What should I pay attention to during my vacation?

Especially during the summer holidays, In order to have a healthy holiday, you should pay attention to some issues.

  • You should continue obeying your diet and stay hydrated.                                      
  • Potassium-rich foods should be consumed carefully. It is important not to forget that  summer fruits include amply potassium.
  • If you go to the seaside, you shouldn’t stay in the sun at noon. 
  • You are allowed to swim if you don’t have other health problems. However, it is important for peritoneal dialysis patients to protect their exit site. After swimming, you should renew your exit site dressings.
  • In any case, have important phone numbers with you such as names of your regular doctor, dialysis center, etc.
  •  Have a copy of your medical records with you while traveling.
  • Make sure anyone who is traveling with you knows where you keep your records and what your medical needs are.


What if I need to travel in an emergency?

Many dialysis centers make every effort to accommodate patients in the event of an emergency such as illness or death of a family member. Dialysis records can be faxed ahead, or you can hand carry them with you.

Home Hemodialysis on a Trip

Patients who wish to continue their home treatment while traveling should check with their dialysis care team about whether they can continue home dialysis away from home.

You can travel with your machines, supplies and portable water treatment equipment. However, even if you do your own treatment, it is important to find the closest dialysis center where you could go for assistance. You should inform the center when you will be in the area, and ask if they would be willing to provide medical assistance. Send your complete medical information to the dialysis center and carry a copy with you. Remember that most dialysis and equipment companies have toll-free numbers for assistance 24 hours a day. For emergencies, have these numbers with you.

Peritoneal Dialysis on a Trip

As peritoneal dialysis patients are not dependent on the availability of a dialysis unit, traveling is often easier for them. However, peritoneal dialysis patients still need to plan ahead and arrange for back-up treatment for their trips, as do hemodialysis patients.

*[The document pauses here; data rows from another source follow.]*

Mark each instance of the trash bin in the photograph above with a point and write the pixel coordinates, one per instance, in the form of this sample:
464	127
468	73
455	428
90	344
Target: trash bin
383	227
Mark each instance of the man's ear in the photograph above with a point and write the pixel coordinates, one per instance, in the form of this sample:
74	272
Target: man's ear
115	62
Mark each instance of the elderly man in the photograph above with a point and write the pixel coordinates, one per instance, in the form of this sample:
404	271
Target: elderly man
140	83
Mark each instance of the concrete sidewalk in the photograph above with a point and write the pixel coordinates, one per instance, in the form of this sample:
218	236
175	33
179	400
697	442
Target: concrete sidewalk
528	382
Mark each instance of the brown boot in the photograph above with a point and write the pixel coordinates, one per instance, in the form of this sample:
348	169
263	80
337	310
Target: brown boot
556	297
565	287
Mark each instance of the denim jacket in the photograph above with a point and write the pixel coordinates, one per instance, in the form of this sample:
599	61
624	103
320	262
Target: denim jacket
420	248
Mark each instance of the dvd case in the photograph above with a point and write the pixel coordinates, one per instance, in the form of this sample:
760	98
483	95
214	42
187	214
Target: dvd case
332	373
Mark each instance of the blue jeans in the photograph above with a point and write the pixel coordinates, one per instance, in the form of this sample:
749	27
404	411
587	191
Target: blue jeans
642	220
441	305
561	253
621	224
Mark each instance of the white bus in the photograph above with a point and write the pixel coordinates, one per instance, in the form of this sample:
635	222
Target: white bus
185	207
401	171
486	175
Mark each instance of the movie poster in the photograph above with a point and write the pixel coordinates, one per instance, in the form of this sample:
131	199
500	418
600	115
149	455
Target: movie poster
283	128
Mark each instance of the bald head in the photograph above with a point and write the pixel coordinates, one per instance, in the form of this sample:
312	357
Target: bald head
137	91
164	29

Contact a dialysis center in the area where you will be and ask if they would be available when a problem arises. The center may request a copy of your medical records in advance. In any case, you should always carry a copy of your records with you as well.

Vacationing abroad on dialysis

Chronic kidney disease affects many people around the world. Dialysis centers are located around the globe and if you have the funds and desire to plan this dream vacation, you can dialyze abroad. 

Don’t forget!

  • Pack an adequate amount of supplies and any necessary medications in a safe and easily accessible way.
  • Work with your dialysis supplier to have dialysate delivered to your destination.
  • Make a special first aid kit to carry with you that includes two days’ worth of essential supplies to help prepare for any unforeseen circumstances, such as a baggage delay when traveling by plane.
  • If traveling by air, make certain that your carry-on baggage meets security and airline regulation well in advance. (https://www.davita.com/education/ckd-life/travel/traveling-for-home-dialysis-patients )
  • Bring enough medications to last for your entire trip, with enough extra to deal with possible emergencies. Also carry written prescriptions just in case.
  • If you need extra assistance boarding a plane or train, inform personnel when you check in so they can give you special instructions.
  • If you are planning to travel by plane or train, make arrangements for any special meals such as low-salt, low-fat or diabetic, at the time you make your reservations.
  • When making a hotel reservation, you can request a first-floor room or a handicapped-accessible room, if stairs or distances are a problem.
  • If you use a travel agent, tell the agent about any special needs you may have, such as special meals, accessible rooms, and assistance while changing planes. The agent can also advise you about special considerations regarding safe transport of dialysis supplies while traveling to foreign countries.